EDITORIAL – Light rail disaster
The problematic train system has always been the scandal-plagued and glitch-prone Metro Rail Transit 3. Now it’s the turn of the Light Rail Transit 2. And the LRT 2 disruption is not just for a matter of hours, but from six to nine months.
That means thousands of regular LRT 2 commuters must look for alternative modes of transportation. Three stations of the LRT 2, which runs from Recto Avenue in Manila to Santolan in Quezon City, will be shut down for rehabilitation after fire damaged two of its power rectifiers or transformers last week. The fire followed a lightning strike last Wednesday on the rail line’s Gilmore station, which tripped two transformers.
Transport authorities say about 200,000 people use the LRT 2 daily. Even if the affected stations are not their stops, the shutdown will still cause serious disruptions along all routes. Affected riders will be forced to use ground transportation, which can aggravate traffic.
To make up for the critical loss of passenger capacity, the government is issuing special permits for 89 buses and modernized jeepneys to ply the affected routes, with fares ranging from P12 to P15. The Metropolitan Manila Development Authority and Philippine Coast Guard are also fielding four buses each.
The disruption should bring home to policy makers the urgency of upgrading the mass transportation system in Metro Manila. In advanced economies, even government VIPs and wealthy individuals take the subway and commuter train because of the efficiency of the service. There’s no need to urge people to leave their cars at home, because it makes perfect sense to take mass transportation.
Several of our Asian neighbors moved a long time ago to provide modern, efficient mass transportation – not just in terms of upgrading vehicles, but also in improving the transport infrastructure, developing intermodal passenger transport hubs and providing a strong regulatory environment.

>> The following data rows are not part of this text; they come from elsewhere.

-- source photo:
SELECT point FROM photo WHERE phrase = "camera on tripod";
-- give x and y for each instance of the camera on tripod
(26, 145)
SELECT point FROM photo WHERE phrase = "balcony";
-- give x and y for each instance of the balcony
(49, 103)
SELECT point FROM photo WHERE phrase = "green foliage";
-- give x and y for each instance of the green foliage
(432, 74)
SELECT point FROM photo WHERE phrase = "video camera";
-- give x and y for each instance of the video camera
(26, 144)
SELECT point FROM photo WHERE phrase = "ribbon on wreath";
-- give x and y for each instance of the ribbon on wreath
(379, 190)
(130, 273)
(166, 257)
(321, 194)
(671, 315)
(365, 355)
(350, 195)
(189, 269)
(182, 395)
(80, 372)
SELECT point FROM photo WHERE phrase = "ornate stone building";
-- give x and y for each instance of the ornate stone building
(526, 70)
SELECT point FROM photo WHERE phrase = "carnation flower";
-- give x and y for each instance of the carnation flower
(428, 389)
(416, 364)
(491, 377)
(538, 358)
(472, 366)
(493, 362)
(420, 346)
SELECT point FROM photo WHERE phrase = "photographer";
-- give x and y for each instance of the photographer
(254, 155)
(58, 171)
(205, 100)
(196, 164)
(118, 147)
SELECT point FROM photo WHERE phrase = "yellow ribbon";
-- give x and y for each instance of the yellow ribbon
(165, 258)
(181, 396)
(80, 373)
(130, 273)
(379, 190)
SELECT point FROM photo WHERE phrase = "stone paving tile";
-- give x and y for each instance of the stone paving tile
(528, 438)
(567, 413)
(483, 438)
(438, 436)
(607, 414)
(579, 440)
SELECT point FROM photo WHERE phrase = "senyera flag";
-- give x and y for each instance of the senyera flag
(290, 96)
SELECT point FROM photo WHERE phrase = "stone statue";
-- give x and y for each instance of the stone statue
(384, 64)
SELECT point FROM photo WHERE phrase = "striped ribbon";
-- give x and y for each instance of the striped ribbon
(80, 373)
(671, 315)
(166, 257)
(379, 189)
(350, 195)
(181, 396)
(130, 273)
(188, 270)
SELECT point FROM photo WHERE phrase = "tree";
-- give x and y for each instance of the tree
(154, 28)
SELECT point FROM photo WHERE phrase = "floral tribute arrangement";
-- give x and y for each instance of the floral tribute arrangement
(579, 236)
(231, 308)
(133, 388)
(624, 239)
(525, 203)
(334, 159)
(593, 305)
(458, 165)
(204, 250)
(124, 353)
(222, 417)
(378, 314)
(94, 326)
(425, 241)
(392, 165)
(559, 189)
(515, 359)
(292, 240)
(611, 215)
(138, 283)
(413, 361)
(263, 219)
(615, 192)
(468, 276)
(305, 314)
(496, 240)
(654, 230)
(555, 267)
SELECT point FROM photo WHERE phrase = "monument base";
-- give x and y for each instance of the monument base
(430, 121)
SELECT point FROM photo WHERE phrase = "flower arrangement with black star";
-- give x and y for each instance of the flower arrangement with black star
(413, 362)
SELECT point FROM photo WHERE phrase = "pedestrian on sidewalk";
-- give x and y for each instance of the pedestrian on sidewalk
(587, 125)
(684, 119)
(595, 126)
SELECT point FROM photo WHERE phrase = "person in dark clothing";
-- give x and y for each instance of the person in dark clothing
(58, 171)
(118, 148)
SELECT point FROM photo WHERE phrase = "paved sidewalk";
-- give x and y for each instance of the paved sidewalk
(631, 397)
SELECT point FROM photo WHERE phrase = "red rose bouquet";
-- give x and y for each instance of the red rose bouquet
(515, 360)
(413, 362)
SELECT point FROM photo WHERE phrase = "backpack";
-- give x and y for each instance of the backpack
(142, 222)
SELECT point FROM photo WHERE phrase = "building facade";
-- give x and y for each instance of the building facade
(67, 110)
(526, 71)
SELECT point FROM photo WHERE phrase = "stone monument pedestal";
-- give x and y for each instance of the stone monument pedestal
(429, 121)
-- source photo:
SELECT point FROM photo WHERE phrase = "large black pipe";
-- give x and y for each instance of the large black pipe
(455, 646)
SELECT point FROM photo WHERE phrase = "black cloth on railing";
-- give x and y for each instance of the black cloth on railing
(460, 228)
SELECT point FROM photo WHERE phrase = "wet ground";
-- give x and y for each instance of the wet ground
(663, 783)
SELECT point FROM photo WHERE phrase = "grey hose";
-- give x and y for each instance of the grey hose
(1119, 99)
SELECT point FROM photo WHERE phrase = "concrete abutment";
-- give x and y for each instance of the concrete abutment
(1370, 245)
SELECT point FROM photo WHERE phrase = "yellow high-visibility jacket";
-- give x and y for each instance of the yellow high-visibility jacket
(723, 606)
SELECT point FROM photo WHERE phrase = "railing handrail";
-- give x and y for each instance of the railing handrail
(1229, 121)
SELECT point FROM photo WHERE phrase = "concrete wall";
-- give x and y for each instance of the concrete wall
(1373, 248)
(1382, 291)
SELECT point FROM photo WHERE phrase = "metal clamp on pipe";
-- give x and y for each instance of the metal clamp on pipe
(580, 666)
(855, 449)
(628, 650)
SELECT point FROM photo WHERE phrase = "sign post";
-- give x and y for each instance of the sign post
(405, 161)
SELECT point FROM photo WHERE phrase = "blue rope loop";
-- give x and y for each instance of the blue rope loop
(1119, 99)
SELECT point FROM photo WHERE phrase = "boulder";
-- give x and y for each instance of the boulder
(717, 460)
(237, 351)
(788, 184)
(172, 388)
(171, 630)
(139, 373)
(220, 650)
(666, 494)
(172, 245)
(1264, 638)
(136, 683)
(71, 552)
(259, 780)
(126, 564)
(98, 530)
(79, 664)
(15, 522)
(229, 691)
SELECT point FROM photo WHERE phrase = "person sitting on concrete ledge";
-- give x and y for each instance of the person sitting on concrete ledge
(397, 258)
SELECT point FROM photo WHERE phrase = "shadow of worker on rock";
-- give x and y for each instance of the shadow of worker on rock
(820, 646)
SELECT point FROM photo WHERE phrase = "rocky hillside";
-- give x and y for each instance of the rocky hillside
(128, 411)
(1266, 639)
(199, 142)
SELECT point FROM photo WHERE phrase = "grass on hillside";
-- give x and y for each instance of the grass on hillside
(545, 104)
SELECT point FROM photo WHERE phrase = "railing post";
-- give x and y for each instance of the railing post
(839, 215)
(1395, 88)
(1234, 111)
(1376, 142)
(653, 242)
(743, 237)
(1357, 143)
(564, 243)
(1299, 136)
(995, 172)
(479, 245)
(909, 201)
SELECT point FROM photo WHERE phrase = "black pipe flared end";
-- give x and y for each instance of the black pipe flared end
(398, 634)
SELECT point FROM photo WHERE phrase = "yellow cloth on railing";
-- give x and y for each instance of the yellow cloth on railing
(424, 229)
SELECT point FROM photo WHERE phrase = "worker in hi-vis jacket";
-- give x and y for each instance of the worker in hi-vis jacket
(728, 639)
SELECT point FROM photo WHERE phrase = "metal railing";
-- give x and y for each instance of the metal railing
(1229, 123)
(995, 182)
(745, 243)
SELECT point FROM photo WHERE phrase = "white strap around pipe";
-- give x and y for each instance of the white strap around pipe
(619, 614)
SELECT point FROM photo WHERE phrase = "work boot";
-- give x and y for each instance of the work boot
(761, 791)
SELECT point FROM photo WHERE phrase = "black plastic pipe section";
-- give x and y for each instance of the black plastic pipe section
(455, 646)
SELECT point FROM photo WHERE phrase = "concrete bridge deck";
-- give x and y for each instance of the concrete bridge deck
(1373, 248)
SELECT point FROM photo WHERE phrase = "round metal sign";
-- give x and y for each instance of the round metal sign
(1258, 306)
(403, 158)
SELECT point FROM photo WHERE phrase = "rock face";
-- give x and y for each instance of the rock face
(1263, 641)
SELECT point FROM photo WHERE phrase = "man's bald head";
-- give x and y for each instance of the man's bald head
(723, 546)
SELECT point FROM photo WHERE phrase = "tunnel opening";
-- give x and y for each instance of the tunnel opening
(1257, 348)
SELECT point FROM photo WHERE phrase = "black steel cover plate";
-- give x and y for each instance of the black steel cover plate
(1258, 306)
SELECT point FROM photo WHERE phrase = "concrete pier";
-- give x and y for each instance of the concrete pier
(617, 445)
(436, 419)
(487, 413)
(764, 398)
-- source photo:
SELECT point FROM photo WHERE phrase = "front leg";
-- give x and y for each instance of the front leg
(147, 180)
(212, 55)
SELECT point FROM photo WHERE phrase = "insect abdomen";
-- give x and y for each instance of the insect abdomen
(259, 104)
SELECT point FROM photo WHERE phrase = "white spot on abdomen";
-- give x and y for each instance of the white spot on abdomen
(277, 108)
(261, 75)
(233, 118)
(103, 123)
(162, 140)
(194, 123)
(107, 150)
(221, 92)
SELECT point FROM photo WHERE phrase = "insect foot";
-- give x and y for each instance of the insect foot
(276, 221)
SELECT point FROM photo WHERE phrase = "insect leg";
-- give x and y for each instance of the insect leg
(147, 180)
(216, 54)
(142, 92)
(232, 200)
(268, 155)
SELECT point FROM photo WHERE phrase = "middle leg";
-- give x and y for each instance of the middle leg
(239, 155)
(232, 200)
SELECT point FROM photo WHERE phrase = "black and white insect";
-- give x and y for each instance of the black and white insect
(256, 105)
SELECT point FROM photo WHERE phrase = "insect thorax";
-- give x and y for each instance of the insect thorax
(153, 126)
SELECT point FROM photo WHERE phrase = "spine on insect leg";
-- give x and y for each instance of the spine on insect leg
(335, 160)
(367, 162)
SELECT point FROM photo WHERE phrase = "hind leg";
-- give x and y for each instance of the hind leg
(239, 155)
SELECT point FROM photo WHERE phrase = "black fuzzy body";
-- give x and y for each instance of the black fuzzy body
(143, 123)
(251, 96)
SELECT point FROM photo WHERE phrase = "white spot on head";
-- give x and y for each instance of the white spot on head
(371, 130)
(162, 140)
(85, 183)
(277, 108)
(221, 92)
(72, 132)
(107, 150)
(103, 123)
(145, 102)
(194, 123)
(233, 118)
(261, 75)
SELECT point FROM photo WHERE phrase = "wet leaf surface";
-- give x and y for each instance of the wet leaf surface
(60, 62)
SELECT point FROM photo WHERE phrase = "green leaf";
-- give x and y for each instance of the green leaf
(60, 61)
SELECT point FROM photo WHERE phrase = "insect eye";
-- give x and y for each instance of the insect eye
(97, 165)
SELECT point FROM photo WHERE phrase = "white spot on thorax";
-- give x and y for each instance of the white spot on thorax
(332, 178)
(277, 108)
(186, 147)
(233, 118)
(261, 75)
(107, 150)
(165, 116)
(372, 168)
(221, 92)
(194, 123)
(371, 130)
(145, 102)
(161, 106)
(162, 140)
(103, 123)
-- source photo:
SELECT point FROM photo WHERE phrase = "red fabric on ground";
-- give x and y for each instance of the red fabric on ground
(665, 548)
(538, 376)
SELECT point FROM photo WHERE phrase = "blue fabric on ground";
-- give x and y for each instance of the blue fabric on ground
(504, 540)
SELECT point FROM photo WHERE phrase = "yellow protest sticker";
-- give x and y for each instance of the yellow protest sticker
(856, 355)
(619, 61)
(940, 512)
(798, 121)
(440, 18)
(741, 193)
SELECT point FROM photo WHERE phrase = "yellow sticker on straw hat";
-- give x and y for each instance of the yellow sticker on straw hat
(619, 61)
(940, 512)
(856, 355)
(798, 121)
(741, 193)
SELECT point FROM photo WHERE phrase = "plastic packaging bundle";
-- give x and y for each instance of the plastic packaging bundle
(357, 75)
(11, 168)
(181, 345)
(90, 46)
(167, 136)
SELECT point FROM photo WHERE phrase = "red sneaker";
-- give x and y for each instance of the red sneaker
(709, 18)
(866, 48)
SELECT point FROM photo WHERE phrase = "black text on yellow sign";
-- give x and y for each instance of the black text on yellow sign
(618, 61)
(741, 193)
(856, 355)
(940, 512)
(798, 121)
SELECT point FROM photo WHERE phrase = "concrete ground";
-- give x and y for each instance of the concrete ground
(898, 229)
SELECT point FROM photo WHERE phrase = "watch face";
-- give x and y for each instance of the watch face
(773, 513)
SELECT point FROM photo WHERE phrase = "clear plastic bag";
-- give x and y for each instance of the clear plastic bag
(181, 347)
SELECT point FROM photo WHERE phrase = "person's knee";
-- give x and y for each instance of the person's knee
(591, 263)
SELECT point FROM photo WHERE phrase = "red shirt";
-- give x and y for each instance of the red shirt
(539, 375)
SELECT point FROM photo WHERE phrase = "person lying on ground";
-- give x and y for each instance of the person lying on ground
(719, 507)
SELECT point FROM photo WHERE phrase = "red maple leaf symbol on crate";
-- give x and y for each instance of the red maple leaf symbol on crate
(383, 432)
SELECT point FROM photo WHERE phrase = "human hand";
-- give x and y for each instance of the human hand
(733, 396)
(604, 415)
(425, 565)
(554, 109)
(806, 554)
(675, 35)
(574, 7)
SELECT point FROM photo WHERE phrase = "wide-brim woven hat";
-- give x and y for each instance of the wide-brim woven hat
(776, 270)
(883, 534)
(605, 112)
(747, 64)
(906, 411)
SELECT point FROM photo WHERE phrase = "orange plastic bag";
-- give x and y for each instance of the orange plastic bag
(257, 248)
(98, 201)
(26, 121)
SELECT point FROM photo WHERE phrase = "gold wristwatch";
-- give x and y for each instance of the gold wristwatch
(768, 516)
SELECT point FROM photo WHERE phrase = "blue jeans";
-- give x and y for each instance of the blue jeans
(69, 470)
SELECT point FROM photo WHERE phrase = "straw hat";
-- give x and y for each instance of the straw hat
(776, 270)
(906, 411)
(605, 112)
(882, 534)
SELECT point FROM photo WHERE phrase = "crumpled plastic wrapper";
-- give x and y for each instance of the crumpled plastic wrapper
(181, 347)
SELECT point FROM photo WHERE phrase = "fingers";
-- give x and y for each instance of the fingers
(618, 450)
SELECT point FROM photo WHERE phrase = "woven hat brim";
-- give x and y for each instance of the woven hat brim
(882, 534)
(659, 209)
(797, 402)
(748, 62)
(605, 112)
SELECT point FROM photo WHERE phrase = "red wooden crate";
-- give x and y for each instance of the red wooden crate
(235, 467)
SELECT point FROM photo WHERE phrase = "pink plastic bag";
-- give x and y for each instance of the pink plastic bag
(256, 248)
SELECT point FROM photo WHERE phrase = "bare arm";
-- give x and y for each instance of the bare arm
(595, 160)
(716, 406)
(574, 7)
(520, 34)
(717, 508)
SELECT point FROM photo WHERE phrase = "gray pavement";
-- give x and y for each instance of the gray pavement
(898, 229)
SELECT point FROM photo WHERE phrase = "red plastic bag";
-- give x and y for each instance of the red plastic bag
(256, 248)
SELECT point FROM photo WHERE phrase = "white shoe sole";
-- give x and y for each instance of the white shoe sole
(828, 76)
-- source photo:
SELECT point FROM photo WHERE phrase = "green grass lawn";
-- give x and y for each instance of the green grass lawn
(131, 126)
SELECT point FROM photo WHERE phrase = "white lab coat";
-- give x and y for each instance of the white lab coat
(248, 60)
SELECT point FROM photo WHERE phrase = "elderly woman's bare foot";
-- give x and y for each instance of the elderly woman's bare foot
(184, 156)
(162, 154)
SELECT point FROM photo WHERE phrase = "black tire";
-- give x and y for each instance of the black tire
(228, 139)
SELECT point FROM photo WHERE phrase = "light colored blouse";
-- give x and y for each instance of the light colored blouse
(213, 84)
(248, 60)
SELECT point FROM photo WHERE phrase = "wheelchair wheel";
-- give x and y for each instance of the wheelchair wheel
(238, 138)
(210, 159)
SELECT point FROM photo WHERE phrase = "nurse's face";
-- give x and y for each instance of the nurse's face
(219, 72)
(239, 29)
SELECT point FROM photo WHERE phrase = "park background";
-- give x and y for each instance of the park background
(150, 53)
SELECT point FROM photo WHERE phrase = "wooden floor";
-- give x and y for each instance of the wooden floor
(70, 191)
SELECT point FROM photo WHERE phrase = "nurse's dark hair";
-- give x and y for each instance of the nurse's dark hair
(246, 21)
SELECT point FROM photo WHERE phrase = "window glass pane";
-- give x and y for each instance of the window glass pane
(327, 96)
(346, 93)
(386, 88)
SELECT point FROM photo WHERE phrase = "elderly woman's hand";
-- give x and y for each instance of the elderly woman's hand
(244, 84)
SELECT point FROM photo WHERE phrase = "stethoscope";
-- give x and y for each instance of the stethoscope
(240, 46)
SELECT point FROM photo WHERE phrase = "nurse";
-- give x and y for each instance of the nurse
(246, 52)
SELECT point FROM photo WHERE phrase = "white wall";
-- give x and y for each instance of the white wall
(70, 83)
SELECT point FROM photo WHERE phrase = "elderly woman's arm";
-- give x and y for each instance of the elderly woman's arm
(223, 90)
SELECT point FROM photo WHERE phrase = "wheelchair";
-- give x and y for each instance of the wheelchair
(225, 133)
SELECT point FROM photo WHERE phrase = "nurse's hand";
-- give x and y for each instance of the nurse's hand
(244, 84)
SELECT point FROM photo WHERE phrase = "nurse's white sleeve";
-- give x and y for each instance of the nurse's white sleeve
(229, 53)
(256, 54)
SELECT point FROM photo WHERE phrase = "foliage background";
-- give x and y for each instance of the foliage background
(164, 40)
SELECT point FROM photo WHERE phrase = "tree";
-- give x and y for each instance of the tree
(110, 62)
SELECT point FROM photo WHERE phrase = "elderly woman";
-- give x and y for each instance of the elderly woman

In the same dire straits as the LRT 2 is the Metro Rail Transit 3. The disaster in the LRT 2 should also prod the judiciary to speed up the prosecution of those accused of turning the MRT 3 into a milking cow and leaving it in its current sorry state. Corruption has been one of the biggest hindrances to the modernization of the country’s transport system. The judiciary should do its part in putting an end to this.